Regex to validate a particular date format

2

I was modifying a regex for a program in c ++ that would validate the following input form of the 29/feb/2000 dates. Currently it was only accepting 29/02/2000 or 30/03/2017 .

I tried to add to the other months but I can not.
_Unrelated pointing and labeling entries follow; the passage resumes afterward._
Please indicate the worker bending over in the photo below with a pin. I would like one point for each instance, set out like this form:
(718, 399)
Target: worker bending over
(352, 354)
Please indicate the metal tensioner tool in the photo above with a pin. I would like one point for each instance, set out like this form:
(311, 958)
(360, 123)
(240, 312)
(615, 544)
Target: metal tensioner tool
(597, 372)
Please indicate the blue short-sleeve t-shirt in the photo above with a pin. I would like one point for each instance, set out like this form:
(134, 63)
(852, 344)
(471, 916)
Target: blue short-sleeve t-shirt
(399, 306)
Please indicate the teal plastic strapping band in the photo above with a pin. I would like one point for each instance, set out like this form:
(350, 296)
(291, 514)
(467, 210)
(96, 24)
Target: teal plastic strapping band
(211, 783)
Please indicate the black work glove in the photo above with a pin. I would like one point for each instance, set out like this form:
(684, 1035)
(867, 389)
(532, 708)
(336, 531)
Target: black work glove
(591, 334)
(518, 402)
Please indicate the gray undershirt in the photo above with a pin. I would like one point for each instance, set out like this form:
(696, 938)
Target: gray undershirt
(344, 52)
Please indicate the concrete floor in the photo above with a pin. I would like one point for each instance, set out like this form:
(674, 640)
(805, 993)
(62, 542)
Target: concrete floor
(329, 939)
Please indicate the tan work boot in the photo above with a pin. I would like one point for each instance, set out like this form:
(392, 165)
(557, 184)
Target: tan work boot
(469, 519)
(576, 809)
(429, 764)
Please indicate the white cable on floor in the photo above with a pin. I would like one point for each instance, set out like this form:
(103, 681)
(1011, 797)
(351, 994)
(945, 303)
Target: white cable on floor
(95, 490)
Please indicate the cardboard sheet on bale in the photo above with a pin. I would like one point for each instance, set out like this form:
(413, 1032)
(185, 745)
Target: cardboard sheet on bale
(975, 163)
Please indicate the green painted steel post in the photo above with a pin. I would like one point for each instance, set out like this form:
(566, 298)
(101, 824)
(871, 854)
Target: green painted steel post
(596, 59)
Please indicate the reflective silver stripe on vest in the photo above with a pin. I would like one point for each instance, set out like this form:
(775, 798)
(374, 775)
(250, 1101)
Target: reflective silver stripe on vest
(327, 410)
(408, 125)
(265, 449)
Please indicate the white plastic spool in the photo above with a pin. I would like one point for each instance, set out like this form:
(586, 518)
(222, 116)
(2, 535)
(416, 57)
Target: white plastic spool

How to make it possible to 30/mar/2017 or 20/dec/2018 ?

Follow the regex:

"^(?:(?:0[1-9]|1[0-9]|2[0-8])(?:/|.|-)(?:0[1-9]|1[0-2])|(?:(?:29|30)(?:/|.|-)(?:0[13456789]|1[0-2]))|(?:31(?:/|.|-)(?:0[13578]|1[02])))(?:/|.|-)(?:[2-9][0-9]{3}|1[6-9][0-9]{2}|159[0-9]|158[3-9])|29(?:/|.|-)(?:02|feb|Feb)(?:/|.|-)(?:(?:[2-9](?:04|08|[2468][048]|[13579][26])|1[6-9](?:(?:04|08|[2468][048]|[13579][26])00)|159(?:2|6)|158(?:4|8))|(?:16|[2468][048]|[3579][26])00)$"
    
asked by anonymous 29.01.2018 / 11:47

3 answers

5
  

Regex is definitely not the right tool to solve this problem. However, I read in the comments that you are studying regex ... So just for fun


Regex

^(?:(?:(0?[1-9]|1\d|2[0-8])([-/.])(0?[1-9]|1[0-2]|j(?:an|u[nl])|ma[ry]|a(?:pr|ug)|sep|oct|nov|dec|feb)|(29|30)([-/.])(0?[13-9]|1[0-2]|j(?:an|u[nl])|ma[ry]|a(?:pr|ug)|sep|oct|nov|dec)|(31)([-/.])(0?[13578]|1[02]|jan|ma[ry]|jul|aug|oct|dec))(?:||)(0{2,3}[1-9]|0{1,2}[1-9]\d|0?[1-9]\d{2}|[1-9]\d{3})|(29)([-/.])(0?2|feb)(\d{1,2}(?:0[48]|[2468][048]|[13579][26])|(?:0?[48]|[13579][26]|[2468][048])00))$

⟶ ⟶ ⟶ ⟶ ⟿ ⟶ ⟿ ∞

Let's see Debuggex to unroll:

Orexplainedwithvariables:

std::string regexData() { std::string sep = "/", dia1a28 = "(0?[1-9]|1\d|2[0-8])", dia29 = "(29)", dia29ou30 = "(29|30)", dia31 = "(31)", mesFev = "(0?2|feb)", mes31diasNum = "0?[13578]|1[02]", mes31diasNome = "jan|ma[ry]|jul|aug|oct|dec", mes31dias = "("+mes31diasNum+"|"+mes31diasNome+")", mesNaoFevNum = "0?[13-9]|1[0-2]", mesNaoFevNome = "j(?:an|u[nl])|ma[ry]|a(?:pr|ug)|sep|oct|nov|dec", mesNaoFev = "("+mesNaoFevNum+"|"+mesNaoFevNome+")", mesTudoNum = "0?[1-9]|1[0-2]", mesTudoNome = mesNaoFevNome+"|feb", mesTudo = "("+mesTudoNum+"|"+mesTudoNome+")", diames29Fev = dia29+sep+mesFev, diames1a28 = dia1a28+sep+mesTudo, diames29ou30naoFev = dia29ou30+sep+mesNaoFev, diames31 = dia31+sep+mes31dias, diamesNao29Feb = "(?:"+diames1a28+"|"+diames29ou30naoFev+"|"+diames31+")", ano001a9999 = "(0{2,3}[1-9]|0{1,2}[1-9]\d|0?[1-9]\d{2}|[1-9]\d{3})", anoX4nao100 = "\d{1,2}(?:0[48]|[2468][048]|[13579][26])", anoX400 = "(?:0?[48]|[13579][26]|[2468][048])00", anoBissexto = "("+anoX4nao100+"|"+anoX400+")", dataNao29Fev = diamesNao29Feb+sep+ano001a9999, data29Fev = diames29Fev+sep+anoBissexto, dataFinal = "(?:"+dataNao29Fev+"|"+data29Fev+")"; return dataFinal; }


Using different date separators

You can use something like:

^(dia)[-/.](mês)[-/.](ano)$
dia = match[1]; mes = match[2]; ano = match[3];

But this would allow a date as 1.2/2000 .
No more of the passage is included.